夜、ひとりで鐘楼へ行くとすれば――行くのは構わないのだが、ロディスには部屋に出入りするあの木をひとりで登ったり降りたりできるかどうかの自信が無い。降りたはいいが登れずに部屋に戻れないなんてことになったら最悪だし、そういう意味では、やはりユリウスも一緒に行って欲しい。

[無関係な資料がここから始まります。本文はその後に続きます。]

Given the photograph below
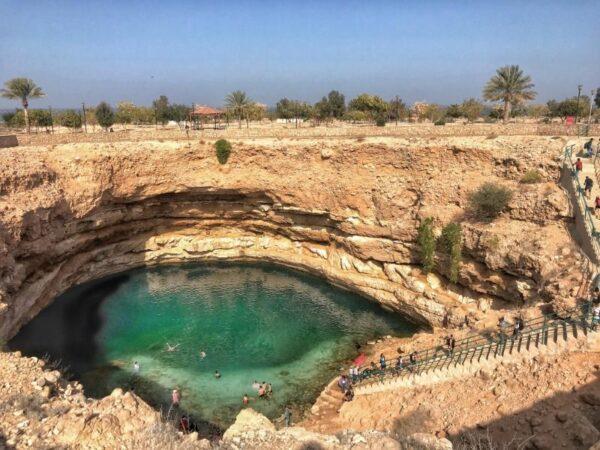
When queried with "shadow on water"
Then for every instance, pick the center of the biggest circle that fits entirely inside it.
(82, 320)
(153, 394)
(70, 332)
(76, 352)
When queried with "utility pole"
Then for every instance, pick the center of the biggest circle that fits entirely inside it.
(84, 119)
(590, 114)
(578, 97)
(51, 119)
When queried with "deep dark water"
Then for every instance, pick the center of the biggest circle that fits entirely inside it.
(254, 322)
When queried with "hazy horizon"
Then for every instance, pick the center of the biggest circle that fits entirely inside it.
(197, 52)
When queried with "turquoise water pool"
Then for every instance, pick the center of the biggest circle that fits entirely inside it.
(253, 322)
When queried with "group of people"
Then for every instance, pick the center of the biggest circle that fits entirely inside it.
(588, 183)
(345, 384)
(450, 343)
(504, 326)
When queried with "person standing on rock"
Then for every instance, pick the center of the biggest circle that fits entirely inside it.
(589, 147)
(588, 184)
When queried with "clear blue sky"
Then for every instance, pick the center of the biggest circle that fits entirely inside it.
(197, 51)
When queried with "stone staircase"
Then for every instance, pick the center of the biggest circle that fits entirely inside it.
(591, 168)
(324, 413)
(572, 337)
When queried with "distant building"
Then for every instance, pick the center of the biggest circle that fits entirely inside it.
(419, 109)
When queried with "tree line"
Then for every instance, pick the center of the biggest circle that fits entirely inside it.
(509, 92)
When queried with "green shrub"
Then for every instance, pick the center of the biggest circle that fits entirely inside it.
(490, 200)
(427, 241)
(70, 119)
(105, 115)
(452, 244)
(532, 177)
(493, 242)
(223, 149)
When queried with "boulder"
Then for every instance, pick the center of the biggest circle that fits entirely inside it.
(248, 420)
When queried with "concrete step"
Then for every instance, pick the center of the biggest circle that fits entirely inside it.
(555, 344)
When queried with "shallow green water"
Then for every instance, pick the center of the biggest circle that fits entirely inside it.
(254, 322)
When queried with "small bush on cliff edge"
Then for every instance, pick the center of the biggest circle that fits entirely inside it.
(452, 243)
(426, 240)
(223, 149)
(532, 177)
(490, 200)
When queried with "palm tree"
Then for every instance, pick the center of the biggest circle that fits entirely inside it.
(22, 89)
(238, 102)
(511, 86)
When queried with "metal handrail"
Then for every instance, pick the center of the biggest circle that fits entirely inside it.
(538, 327)
(479, 345)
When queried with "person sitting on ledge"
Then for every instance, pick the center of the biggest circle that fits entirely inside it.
(588, 184)
(349, 394)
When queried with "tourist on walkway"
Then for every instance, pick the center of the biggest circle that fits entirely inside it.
(588, 184)
(596, 205)
(413, 358)
(343, 383)
(399, 363)
(589, 147)
(595, 317)
(519, 326)
(349, 394)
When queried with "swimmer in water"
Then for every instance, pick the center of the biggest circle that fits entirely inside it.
(172, 348)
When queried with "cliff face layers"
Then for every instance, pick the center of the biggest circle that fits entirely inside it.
(347, 210)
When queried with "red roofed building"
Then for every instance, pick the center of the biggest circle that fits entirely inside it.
(203, 110)
(200, 113)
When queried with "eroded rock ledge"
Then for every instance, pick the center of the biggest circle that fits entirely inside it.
(76, 212)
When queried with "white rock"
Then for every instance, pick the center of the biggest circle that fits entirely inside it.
(434, 281)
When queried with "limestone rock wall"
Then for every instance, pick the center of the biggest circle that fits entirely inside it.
(347, 211)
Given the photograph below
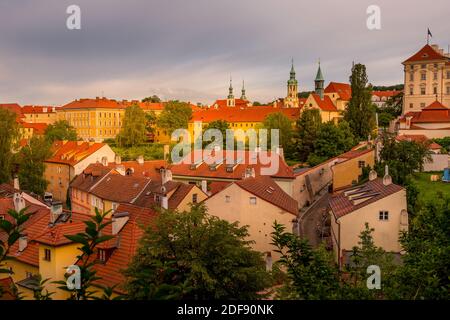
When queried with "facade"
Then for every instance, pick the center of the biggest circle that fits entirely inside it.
(256, 202)
(380, 203)
(432, 121)
(427, 79)
(69, 159)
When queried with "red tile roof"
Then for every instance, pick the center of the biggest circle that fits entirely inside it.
(427, 53)
(72, 152)
(343, 89)
(374, 190)
(324, 104)
(265, 188)
(239, 162)
(254, 114)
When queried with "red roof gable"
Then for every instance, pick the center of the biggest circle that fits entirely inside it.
(427, 53)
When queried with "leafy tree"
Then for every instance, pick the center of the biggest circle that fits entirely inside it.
(133, 130)
(193, 255)
(332, 140)
(9, 136)
(175, 115)
(152, 99)
(306, 133)
(425, 270)
(281, 122)
(11, 231)
(311, 273)
(402, 157)
(360, 112)
(89, 241)
(31, 165)
(60, 130)
(364, 255)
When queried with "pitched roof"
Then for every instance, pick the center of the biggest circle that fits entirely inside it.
(343, 89)
(265, 188)
(253, 114)
(72, 152)
(324, 104)
(427, 53)
(354, 198)
(237, 165)
(118, 188)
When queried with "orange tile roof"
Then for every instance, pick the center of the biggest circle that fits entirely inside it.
(72, 152)
(265, 188)
(254, 114)
(343, 89)
(375, 190)
(241, 164)
(38, 128)
(427, 53)
(325, 104)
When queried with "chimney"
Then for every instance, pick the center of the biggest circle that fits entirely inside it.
(166, 176)
(16, 183)
(165, 202)
(280, 152)
(23, 242)
(205, 186)
(119, 220)
(166, 151)
(121, 169)
(19, 201)
(372, 175)
(55, 211)
(387, 179)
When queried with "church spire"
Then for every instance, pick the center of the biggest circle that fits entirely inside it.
(319, 82)
(243, 97)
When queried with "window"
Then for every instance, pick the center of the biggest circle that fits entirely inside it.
(101, 255)
(47, 255)
(384, 215)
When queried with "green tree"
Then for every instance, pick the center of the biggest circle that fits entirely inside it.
(60, 130)
(193, 255)
(152, 99)
(10, 231)
(402, 157)
(332, 140)
(425, 270)
(88, 241)
(311, 273)
(306, 133)
(9, 136)
(175, 115)
(360, 112)
(281, 122)
(133, 130)
(31, 165)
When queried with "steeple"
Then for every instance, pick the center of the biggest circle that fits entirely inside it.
(230, 99)
(319, 82)
(243, 97)
(291, 100)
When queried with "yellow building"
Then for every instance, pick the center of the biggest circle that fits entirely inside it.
(380, 203)
(427, 79)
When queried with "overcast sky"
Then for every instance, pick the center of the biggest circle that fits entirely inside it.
(188, 49)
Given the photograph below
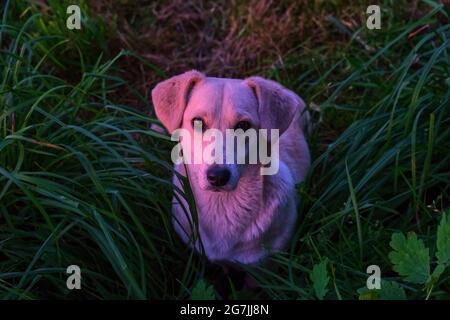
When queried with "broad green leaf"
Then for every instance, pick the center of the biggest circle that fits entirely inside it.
(443, 240)
(391, 290)
(410, 257)
(202, 291)
(320, 279)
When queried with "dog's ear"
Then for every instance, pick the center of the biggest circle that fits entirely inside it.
(171, 96)
(277, 105)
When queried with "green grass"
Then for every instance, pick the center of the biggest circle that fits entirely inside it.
(83, 181)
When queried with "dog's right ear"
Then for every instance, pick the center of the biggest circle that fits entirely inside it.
(171, 96)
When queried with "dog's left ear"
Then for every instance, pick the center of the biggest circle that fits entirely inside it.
(277, 105)
(171, 96)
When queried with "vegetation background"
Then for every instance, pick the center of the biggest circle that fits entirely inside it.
(84, 181)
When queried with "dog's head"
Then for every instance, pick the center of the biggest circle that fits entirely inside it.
(191, 100)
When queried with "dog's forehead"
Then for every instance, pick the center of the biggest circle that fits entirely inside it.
(222, 96)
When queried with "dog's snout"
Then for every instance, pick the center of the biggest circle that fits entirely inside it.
(218, 176)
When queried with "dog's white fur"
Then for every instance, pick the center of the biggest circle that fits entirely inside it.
(253, 214)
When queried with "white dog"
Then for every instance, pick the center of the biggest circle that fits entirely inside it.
(242, 215)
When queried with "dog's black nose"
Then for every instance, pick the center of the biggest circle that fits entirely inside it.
(218, 176)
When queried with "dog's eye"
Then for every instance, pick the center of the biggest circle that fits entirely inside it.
(198, 122)
(244, 125)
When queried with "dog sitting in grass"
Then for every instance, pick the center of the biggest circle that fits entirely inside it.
(243, 215)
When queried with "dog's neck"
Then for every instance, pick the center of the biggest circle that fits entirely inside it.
(232, 210)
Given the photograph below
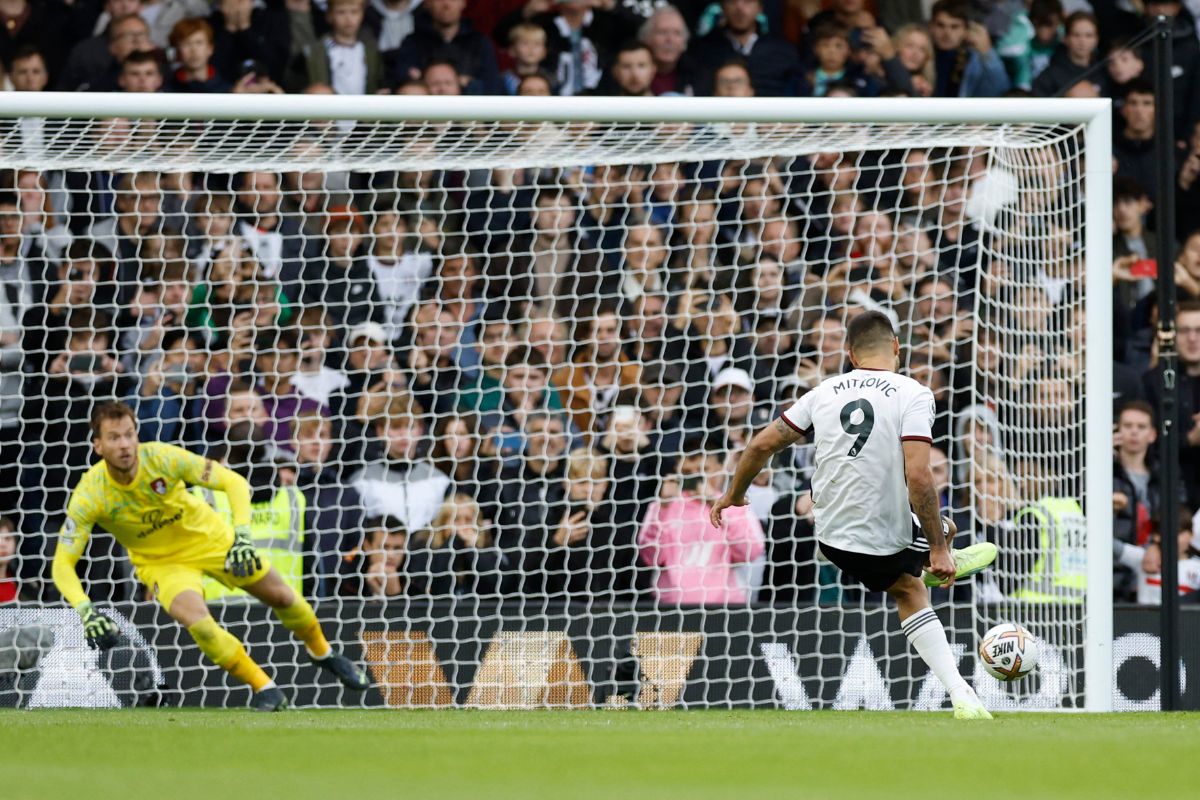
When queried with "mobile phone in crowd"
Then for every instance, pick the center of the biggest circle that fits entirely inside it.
(1144, 268)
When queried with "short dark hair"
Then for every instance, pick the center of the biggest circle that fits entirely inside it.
(1139, 85)
(630, 46)
(869, 330)
(142, 56)
(1137, 405)
(1127, 188)
(112, 410)
(957, 8)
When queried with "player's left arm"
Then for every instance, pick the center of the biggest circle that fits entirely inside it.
(241, 560)
(916, 438)
(779, 434)
(203, 471)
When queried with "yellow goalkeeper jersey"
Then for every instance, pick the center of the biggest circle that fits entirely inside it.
(155, 517)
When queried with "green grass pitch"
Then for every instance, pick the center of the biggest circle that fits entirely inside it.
(178, 755)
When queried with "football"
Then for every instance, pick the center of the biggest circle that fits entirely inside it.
(1008, 651)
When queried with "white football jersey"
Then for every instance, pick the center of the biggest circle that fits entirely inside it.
(858, 420)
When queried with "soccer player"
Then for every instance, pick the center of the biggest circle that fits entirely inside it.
(875, 501)
(137, 493)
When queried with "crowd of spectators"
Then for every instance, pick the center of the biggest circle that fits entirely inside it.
(538, 392)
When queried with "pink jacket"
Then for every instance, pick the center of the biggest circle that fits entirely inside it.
(696, 560)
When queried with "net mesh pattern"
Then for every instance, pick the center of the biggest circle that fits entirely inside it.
(481, 376)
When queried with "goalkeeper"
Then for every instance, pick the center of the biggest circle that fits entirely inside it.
(137, 492)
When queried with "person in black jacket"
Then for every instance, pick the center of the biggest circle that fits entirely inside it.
(342, 282)
(1187, 325)
(533, 487)
(1133, 142)
(1077, 54)
(1137, 495)
(773, 61)
(249, 40)
(443, 34)
(456, 557)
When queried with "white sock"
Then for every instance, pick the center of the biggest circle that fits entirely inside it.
(928, 637)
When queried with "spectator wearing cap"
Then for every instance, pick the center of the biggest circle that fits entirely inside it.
(346, 59)
(403, 483)
(442, 31)
(342, 283)
(772, 61)
(666, 34)
(597, 374)
(696, 564)
(250, 41)
(192, 42)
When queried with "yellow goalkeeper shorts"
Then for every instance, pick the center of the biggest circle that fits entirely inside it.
(167, 579)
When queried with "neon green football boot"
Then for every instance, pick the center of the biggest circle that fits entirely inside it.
(969, 561)
(971, 710)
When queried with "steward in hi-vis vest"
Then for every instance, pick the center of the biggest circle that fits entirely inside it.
(276, 528)
(1056, 531)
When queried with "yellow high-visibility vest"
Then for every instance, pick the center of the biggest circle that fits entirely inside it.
(276, 527)
(1060, 575)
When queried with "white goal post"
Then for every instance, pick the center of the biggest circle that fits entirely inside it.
(1065, 140)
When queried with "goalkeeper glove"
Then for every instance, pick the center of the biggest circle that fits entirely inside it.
(99, 630)
(243, 560)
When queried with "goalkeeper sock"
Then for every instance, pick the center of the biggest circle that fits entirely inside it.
(300, 619)
(225, 650)
(928, 637)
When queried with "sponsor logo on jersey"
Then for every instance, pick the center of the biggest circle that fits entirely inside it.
(155, 519)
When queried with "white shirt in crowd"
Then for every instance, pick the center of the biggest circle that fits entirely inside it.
(859, 493)
(347, 67)
(319, 384)
(412, 495)
(399, 284)
(1150, 585)
(267, 246)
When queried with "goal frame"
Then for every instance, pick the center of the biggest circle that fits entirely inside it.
(1095, 115)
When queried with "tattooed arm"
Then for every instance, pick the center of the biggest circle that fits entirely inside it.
(765, 444)
(923, 498)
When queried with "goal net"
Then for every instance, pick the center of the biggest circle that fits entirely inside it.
(485, 366)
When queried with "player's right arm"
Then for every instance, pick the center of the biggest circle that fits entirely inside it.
(780, 434)
(99, 630)
(923, 498)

「ぼ、僕は、むしろ、幽霊がはっきり見える方が恐ろしいというか……あー、いや、怖いってわけじゃなくて、決して! そもそも、一度見えてるものを何度も確認するとか、そーゆーのは相手に失礼というか……だいたい幽霊だってさ、暇じゃないと思うし……そうなると、どう考えても、次行っても結局見えなかった、みたいなことになるわけであって……」
どうにかして連れ出せないものだろうか、と。ちょっと意地悪な考えを巡らせながら、ロディスは、行けない理由をへ理屈でまくし立てるユリウスのオーバーアクションに、彼の明るい金髪が揺れるのを眺めていた。